This time the hackers had landed a winning blow, striking at the very heart of the modern American business office: the thermostat. Damn, these guys were good. Now the fine people of Berg Magnetics were forced to wear their puffy coats and earmuffs indoors, trying awkwardly to make sales calls with chattering teeth and type purchase orders with gloved fingers. Except Donna; she beamed like the summer sun. She always liked it cold. That’s why the thermostat had a plastic cover and a key lock to begin with. Every office had a Donna.
But alas, the thermostat was too smart for its own good, and it had been taken over by hackers from Russia, or China, or North Korea. Or maybe Denver, or Austin. Didn’t really matter where. The reality was that the damn thing was set to 45°F and this was Minneapolis in early February.

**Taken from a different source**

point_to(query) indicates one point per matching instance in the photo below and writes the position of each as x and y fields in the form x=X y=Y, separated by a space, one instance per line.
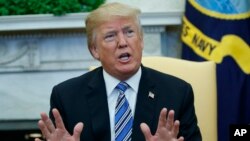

The hackers had got them once already, a few weeks back. One of the outside sales guys fell for an email spoof and downloaded some malware. Locked up all his files. Luckily he wasn’t on the network at the time. The head of IT contacted the FBI to report that hackers had encrypted company files for ransom. They wanted bitcoins. The FBI told her to pay the ransom and stop downloading malware. Nothing else could be done. The company didn’t pay. Instead, they put everyone through four hours of remedial electronic security training and drilled a bunch of holes through the encrypted laptop.
But the thermostat—now that was devious. It sent a message. It said that tomorrow could be lights that wouldn’t stop flickering, or keycards that wouldn’t let people out of the building, or non-stop inbound calls from the fax machine, or—heaven forbid!—the coffee maker could simply shut down. The ransom for the thermostat was twice what they asked for the laptop.
We’re going to pay them, of course. That’s the new cost of doing business.